A sample of 93 adults, age 40 to 95 (average age 68) participated in daily 20-minute interviews for 14 consecutive days. During the interviews, participants provided details about their positive and negative social interactions from the previous day. Participants also provided four saliva samples per day, which were used to measure levels of the stress hormone cortisol and dehydroepiandrosterone-sulfate (DHEA-S), which counteracts cortisol.
When examining the data, the researchers grouped participants into three cohorts evenly distributed by age—midlife (40 to 59), young-old (60 to 79), and oldest-old (80 to 95). They found that across these groups, positive social interactions were related to less decline in DHEA-S the following day. DHEA-S is generally associated with psychological resilience. Levels of this hormone are higher in the morning and steadily decline throughout the day; less decline in DHEA-S suggests that positive social interactions are important for psychological resilience the following day.

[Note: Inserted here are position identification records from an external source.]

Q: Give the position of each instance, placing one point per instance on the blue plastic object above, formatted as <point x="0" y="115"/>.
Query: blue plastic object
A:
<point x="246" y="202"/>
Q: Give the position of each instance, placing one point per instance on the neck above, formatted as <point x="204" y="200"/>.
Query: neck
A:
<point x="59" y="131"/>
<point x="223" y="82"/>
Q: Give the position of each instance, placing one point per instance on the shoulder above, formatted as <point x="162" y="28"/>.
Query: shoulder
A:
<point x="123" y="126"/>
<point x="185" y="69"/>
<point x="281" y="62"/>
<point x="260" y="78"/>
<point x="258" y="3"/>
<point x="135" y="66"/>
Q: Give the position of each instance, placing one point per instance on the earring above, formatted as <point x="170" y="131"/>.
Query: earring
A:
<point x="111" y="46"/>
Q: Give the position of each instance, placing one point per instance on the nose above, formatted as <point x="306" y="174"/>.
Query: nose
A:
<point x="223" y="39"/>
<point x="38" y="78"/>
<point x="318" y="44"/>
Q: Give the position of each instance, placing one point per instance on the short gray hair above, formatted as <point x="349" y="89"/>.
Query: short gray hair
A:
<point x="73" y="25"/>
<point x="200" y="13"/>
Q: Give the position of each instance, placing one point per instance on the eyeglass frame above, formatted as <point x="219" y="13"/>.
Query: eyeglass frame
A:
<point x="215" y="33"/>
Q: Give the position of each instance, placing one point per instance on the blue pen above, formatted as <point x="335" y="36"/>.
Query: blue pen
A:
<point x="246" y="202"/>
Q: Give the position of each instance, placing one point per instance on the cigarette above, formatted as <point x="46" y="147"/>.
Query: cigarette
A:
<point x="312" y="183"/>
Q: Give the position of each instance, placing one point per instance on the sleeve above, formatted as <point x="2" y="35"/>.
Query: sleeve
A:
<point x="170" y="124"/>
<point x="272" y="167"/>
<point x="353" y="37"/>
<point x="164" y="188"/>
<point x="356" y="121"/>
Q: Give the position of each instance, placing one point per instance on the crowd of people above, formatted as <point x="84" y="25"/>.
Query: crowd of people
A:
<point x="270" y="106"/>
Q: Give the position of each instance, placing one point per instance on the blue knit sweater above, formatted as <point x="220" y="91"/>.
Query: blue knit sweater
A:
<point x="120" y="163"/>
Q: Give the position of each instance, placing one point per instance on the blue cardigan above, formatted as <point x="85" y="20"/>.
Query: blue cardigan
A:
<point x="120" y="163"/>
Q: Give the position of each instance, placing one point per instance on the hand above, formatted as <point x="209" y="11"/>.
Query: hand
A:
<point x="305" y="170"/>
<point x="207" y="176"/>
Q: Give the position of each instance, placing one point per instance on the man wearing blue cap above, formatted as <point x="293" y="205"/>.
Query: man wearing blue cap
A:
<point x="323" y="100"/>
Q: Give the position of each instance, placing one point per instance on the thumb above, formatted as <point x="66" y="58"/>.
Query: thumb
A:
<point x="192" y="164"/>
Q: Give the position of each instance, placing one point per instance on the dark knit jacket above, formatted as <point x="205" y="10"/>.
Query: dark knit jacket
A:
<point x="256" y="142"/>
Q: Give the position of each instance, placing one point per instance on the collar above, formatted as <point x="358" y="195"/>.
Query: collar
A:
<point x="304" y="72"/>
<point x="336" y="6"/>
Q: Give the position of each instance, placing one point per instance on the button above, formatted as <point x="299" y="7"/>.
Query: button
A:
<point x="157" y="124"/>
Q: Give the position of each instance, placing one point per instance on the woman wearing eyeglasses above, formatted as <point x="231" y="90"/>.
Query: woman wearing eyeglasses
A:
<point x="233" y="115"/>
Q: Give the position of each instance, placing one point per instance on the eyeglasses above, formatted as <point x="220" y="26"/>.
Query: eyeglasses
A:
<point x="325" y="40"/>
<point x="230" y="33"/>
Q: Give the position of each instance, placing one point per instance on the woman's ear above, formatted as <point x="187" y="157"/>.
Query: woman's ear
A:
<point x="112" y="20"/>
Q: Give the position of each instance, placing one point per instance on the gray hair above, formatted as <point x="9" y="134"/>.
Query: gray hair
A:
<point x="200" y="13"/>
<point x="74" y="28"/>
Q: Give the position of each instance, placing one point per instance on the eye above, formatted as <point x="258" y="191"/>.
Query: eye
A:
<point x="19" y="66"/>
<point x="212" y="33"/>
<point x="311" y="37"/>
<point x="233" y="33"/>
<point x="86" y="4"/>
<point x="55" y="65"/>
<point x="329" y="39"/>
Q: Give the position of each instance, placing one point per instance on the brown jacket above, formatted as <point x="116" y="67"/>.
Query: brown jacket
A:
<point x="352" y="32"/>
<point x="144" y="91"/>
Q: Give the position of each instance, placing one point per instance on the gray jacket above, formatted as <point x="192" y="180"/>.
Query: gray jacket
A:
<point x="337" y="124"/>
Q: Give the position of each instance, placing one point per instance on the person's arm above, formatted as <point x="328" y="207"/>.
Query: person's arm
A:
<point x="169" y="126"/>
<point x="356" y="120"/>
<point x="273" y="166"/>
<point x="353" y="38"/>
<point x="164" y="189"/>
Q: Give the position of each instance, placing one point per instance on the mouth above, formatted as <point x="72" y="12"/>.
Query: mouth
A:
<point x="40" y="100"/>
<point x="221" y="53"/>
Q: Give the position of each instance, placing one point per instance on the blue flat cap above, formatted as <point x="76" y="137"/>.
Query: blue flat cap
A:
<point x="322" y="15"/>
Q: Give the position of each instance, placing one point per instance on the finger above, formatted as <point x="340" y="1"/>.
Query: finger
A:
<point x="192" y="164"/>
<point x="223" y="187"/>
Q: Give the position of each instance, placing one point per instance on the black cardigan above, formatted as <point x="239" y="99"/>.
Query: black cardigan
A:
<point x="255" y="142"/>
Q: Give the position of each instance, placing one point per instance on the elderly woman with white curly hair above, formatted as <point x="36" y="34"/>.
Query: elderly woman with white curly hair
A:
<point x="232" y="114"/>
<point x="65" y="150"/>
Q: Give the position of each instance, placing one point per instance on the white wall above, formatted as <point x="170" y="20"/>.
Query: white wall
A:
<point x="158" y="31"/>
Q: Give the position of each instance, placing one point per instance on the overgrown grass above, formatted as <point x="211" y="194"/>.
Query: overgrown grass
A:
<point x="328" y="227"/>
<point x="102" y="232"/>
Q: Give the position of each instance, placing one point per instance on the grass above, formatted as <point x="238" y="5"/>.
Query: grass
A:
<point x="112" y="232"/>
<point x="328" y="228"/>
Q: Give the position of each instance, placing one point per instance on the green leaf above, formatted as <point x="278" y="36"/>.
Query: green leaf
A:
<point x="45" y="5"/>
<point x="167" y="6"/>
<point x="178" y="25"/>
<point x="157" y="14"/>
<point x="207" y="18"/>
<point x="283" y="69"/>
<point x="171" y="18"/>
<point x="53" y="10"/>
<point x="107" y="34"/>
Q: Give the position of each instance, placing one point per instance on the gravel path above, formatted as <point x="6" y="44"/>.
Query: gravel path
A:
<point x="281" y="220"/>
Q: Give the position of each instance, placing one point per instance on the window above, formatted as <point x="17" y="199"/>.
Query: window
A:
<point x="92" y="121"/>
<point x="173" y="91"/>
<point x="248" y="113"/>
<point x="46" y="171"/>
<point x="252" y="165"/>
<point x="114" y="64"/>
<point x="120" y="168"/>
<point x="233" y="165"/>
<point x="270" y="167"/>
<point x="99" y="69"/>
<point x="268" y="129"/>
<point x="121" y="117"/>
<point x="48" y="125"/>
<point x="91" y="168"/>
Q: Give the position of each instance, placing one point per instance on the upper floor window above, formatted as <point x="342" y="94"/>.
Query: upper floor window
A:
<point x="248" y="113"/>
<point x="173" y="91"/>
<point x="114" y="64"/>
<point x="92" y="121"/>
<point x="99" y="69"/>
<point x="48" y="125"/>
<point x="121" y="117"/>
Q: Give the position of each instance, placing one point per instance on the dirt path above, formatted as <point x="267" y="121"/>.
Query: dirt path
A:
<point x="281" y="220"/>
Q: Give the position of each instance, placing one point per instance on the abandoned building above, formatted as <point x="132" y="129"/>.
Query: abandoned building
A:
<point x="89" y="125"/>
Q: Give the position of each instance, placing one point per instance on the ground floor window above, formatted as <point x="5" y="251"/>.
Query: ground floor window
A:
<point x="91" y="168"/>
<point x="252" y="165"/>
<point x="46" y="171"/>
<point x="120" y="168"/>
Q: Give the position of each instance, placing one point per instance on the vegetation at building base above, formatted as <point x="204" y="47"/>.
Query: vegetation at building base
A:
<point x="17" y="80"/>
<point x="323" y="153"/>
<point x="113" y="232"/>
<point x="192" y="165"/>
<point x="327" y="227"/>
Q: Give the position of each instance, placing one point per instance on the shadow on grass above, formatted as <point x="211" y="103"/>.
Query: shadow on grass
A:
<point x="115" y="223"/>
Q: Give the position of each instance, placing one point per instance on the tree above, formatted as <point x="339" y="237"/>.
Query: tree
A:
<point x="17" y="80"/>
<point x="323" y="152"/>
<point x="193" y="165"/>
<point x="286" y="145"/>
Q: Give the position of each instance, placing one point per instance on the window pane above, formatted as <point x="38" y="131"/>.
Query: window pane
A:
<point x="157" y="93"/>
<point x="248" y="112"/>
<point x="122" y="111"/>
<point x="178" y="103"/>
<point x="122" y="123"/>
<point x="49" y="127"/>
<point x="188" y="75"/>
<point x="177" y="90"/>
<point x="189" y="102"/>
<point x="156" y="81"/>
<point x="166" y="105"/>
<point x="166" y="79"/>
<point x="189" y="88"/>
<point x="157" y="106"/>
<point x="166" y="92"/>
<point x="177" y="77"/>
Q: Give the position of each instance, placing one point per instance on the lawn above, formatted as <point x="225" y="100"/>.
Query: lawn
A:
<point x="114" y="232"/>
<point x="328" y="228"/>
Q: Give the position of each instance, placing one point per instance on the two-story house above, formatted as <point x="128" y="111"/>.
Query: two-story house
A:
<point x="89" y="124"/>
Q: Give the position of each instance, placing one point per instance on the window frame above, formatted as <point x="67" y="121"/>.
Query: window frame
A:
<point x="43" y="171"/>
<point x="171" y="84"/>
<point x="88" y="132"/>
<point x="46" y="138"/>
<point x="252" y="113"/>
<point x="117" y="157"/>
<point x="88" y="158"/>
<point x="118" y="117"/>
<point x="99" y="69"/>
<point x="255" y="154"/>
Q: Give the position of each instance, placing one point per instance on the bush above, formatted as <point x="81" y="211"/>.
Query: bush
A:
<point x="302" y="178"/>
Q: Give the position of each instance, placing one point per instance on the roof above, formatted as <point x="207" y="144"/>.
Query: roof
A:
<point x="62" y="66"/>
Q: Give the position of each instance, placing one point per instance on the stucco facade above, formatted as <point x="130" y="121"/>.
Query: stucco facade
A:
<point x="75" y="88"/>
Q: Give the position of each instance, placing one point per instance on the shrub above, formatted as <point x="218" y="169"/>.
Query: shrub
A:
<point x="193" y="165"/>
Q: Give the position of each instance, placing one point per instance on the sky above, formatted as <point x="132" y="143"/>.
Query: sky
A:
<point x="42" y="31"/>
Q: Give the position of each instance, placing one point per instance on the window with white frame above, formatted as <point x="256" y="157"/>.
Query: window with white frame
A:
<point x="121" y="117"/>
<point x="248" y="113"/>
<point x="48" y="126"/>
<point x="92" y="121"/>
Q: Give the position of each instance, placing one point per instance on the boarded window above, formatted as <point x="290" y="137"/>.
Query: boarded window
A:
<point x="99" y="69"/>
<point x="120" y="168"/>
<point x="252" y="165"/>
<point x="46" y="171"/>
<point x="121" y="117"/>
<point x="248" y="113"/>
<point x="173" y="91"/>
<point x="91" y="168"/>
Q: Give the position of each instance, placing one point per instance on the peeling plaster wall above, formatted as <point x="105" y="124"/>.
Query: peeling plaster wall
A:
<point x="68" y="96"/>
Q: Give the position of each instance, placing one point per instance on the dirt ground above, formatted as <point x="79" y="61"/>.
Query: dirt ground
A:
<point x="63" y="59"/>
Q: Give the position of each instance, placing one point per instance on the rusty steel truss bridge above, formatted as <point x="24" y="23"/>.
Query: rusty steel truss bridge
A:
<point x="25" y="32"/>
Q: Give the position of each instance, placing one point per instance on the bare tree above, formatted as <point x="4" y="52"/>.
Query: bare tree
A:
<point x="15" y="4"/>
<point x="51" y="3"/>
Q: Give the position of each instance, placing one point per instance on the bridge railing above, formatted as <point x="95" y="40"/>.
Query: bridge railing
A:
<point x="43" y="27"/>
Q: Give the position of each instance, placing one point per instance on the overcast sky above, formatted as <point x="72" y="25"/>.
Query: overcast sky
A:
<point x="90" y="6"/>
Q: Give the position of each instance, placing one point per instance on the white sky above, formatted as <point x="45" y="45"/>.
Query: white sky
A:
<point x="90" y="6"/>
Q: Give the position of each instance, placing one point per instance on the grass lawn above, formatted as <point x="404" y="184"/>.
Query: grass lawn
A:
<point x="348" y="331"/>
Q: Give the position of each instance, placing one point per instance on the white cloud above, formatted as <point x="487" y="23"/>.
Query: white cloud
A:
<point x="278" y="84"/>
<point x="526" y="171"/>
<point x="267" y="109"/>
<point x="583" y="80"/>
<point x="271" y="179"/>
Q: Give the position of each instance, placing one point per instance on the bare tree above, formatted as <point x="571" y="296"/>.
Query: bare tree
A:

Negative social interactions, however, seemed to have less of an effect on stress response. The oldest-old group, compared to the two younger groups, showed less decline in DHEA-S on days following negative social interactions. Additionally, negative social interactions were related to lower same-day DHEA-S, but only for young-old participants. There was not a connection between cortisol and either positive or negative social interactions.
The findings related to negative social interactions were not entirely clear, but positive social interactions seemed to be consistently important for psychological well-being. Maintaining higher levels of DHEA-S may help to protect against the negative effects of daily stressors. While positive social interactions did not have an immediate effect, the researchers suggested that this type of interaction may help people sleep better or manage their emotions, leading to an effect the following day. This underscores the importance of increasing positive social interactions rather than reducing the negative.